8 feb 2026

LA PARADOJA de Avila, vocero de Morena en San Lázaro

La paradoja del vocero de Morena...

El peso del "Cero" y la sombra del escaño regalado

En los pasillos de San Lázaro, la política es una ciencia exacta que se mide en dos monedas: la lealtad ciega y el sudor de las urnas. Arturo Ávila, hoy portavoz de la bancada de Morena, descubrió esta semana que mientras la primera se puede profesar en un X, la ausencia de la segunda es una sombra que, una vez proyectada, tiene el peso del plomo.

El instante del sismo

Todo ocurrió bajo los reflectores de "Me lo dijo Adela". En un intercambio que ya habita en la videoteca del morbo político, Damián Zepeda lanzó una estocada de realismo aritmético que no buscaba debatir ideas, sino desmantelar la legitimidad del adversario: 

"¿Cuántas elecciones has ganado tú? Yo una, dos, tres... Tú: cero".

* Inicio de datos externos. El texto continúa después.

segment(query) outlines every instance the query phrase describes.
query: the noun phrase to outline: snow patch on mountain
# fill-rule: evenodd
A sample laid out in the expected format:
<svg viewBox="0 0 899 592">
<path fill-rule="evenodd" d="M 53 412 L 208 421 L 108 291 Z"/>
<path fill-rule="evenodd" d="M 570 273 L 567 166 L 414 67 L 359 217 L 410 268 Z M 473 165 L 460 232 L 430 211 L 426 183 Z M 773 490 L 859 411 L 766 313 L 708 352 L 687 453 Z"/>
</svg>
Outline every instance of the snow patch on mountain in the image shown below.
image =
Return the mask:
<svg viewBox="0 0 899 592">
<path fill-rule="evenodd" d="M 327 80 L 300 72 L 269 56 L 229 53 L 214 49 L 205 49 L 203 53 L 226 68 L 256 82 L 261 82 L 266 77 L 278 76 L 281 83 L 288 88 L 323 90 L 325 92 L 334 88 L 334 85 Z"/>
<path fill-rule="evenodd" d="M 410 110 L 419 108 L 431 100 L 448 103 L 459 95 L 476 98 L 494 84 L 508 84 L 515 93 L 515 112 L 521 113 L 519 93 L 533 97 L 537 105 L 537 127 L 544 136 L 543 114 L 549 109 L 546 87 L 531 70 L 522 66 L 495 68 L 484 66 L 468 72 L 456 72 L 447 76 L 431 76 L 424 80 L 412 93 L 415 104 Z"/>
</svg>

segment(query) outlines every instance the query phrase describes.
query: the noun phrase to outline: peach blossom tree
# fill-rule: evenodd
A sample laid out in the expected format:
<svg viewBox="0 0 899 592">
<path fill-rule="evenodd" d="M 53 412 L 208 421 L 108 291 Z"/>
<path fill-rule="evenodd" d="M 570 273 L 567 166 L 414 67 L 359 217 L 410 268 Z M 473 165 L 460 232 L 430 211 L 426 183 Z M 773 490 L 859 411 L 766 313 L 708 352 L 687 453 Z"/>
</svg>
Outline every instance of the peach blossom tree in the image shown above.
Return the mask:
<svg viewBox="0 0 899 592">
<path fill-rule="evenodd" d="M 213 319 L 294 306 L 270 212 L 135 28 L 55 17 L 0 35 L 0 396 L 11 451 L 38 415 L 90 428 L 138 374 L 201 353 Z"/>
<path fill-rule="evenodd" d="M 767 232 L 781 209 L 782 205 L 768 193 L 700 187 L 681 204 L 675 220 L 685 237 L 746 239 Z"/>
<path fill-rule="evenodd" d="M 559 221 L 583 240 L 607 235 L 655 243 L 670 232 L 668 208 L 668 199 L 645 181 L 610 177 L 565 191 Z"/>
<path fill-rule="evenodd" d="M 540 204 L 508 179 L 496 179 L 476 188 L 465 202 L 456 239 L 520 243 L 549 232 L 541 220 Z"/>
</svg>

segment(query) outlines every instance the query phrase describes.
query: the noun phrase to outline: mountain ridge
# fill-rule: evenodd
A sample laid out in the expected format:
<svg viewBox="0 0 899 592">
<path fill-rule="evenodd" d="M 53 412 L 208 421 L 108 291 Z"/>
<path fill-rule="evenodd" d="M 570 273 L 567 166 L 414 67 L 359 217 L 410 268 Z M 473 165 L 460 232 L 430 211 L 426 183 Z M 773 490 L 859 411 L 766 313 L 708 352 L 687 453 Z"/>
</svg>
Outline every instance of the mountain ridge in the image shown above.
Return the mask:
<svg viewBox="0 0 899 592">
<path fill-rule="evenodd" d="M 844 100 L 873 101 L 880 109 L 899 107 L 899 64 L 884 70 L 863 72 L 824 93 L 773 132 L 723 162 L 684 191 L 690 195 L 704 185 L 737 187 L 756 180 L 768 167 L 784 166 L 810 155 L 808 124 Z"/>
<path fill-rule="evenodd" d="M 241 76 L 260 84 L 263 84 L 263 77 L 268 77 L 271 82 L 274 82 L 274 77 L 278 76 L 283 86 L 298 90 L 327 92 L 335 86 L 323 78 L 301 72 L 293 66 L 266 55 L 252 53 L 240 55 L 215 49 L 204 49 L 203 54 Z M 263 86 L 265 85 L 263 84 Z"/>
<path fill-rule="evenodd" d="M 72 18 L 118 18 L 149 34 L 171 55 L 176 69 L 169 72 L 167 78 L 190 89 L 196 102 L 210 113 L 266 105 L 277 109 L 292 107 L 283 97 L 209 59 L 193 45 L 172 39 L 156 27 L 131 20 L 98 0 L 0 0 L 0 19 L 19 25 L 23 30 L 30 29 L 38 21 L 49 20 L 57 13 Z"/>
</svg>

En ese silencio de milésimas de segundo, el aire se espesó. No nació un argumento, nació un estigma: “El Cero Votos”. 

Para un hombre que defiende con garra el proyecto de la Cuarta Transformación, el golpe no fue ideológico, sino existencial. La humillación se volvió tendencia no por falta de retórica, sino por la exposición de una vulnerabilidad compartida por la nueva aristocracia política: el cómodo camino de la designación frente al rigor del sol y el voto ciudadano.

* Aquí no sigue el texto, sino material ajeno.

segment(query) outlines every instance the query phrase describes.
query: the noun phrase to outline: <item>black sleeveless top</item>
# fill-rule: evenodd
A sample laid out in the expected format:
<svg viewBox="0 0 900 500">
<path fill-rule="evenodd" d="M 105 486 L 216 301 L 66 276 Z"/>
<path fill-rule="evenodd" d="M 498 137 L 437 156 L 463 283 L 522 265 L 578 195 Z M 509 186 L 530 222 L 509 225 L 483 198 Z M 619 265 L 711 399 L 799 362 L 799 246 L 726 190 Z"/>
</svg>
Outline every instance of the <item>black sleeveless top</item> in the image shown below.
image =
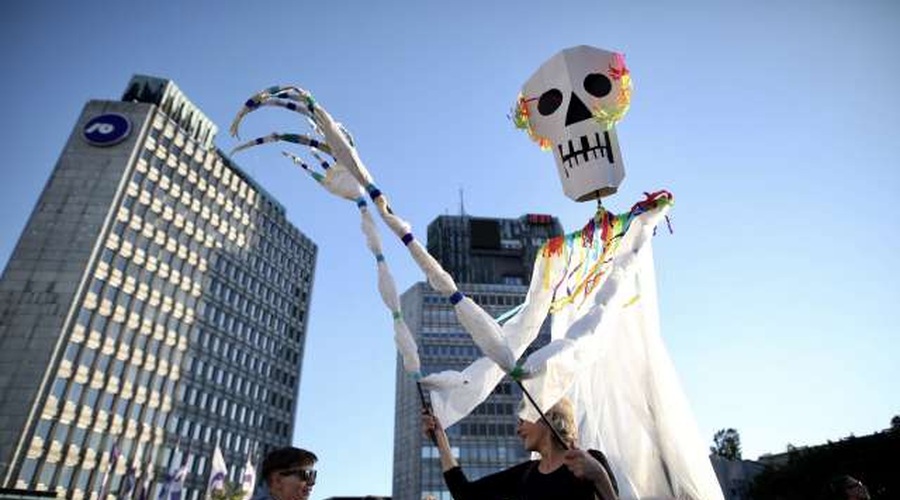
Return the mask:
<svg viewBox="0 0 900 500">
<path fill-rule="evenodd" d="M 618 492 L 615 477 L 603 453 L 589 450 L 606 469 Z M 444 472 L 444 481 L 455 500 L 594 500 L 594 485 L 578 479 L 562 465 L 544 474 L 538 470 L 538 461 L 531 460 L 506 470 L 469 481 L 460 467 Z"/>
</svg>

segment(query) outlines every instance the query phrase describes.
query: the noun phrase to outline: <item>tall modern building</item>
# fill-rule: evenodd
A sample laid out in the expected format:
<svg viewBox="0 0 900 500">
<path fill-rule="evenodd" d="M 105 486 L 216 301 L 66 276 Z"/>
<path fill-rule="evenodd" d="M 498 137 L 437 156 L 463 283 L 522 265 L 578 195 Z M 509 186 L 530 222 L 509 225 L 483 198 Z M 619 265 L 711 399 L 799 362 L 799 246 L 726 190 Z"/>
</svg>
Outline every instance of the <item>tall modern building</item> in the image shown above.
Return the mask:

Del tablero empresarial a la "fraternidad" del poder

¿Cómo un empresario de éxito, acostumbrado al mando y la rentabilidad, termina aceptando un cargo modesto en Gobernación con un sueldo drásticamente inferior? La respuesta no se encuentra en la nómina, sino en la genealogía del poder.

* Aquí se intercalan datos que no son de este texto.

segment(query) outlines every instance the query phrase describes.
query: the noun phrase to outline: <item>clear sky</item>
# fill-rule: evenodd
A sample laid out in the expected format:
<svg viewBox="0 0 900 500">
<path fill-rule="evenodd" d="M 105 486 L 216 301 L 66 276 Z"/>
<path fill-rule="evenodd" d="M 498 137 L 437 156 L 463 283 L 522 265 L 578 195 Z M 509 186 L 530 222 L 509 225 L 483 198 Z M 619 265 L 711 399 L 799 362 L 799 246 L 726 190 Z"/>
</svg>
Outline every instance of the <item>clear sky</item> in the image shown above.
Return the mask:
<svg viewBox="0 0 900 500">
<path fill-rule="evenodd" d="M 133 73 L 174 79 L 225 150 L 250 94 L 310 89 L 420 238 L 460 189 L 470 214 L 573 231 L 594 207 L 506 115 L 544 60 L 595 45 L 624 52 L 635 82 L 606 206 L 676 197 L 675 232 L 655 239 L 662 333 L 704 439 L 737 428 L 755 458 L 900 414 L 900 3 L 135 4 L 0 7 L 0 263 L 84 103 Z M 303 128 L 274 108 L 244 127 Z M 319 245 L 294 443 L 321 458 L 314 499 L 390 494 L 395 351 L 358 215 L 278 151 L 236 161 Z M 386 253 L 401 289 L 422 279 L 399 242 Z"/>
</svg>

Ávila no llegó al servicio público por una convocatoria de méritos, sino por el afecto personal de Adán Augusto López. El vínculo trasciende los oficios; es una hermandad declarada. Adán lo llamó el "hermano que la vida le dio" y prometió respaldo eterno. Ávila pagó la deuda con sudor, coordinando la precampaña del tabasqueño. Sin embargo, cuando el destino de su mentor se selló, Arturo demostró poseer la cualidad máxima del superviviente: la adaptabilidad.

El refugio de la lista y el estigma del "voto indirecto"

Tras el repliegue de su protector original, Ávila saltó al barco de Claudia Sheinbaum. Intentó el asalto al Distrito 01 de Aguascalientes, pero el electorado —ese juez implacable— le fue esquivo una vez más. No obstante, el sistema tiene sus propios amortiguadores. Donde la voluntad popular falló, la vía plurinominal tendió una red de seguridad. Ricardo Monreal, siempre pragmático, le entregó el megáfono de la vocería.

El caso de Ávila guarda ecos con el de Andrea Chávez. Ambos son rostros jóvenes, telegénicos y de verbo ágil, pero ambos cargan con el mismo pecado original ante los ojos de las bases: el "voto indirecto". En el ecosistema de Morena, donde el "pueblo" es el tótem sagrado, carecer de su bendición directa es caminar con un blanco en la espalda, blanco que el fuego amigo —siempre más voraz que el enemigo— se encarga de encender.

El cartucho quemado

Arturo Ávila se expuso demasiado y demasiado pronto. Al tratar de ser la voz de un movimiento que se jacta de nacer de las masas, su falta de representación territorial lo ha dejado desnudo. En el teatro de la política mexicana, un vocero que pierde la autoridad moral frente a un dato duro termina convirtiéndose en un pasivo.

Hoy, el "Cero" no es solo un número; es el eco de una puerta cerrada por los ciudadanos que ninguna oficina en San Lázaro ha logrado, hasta ahora, silenciar.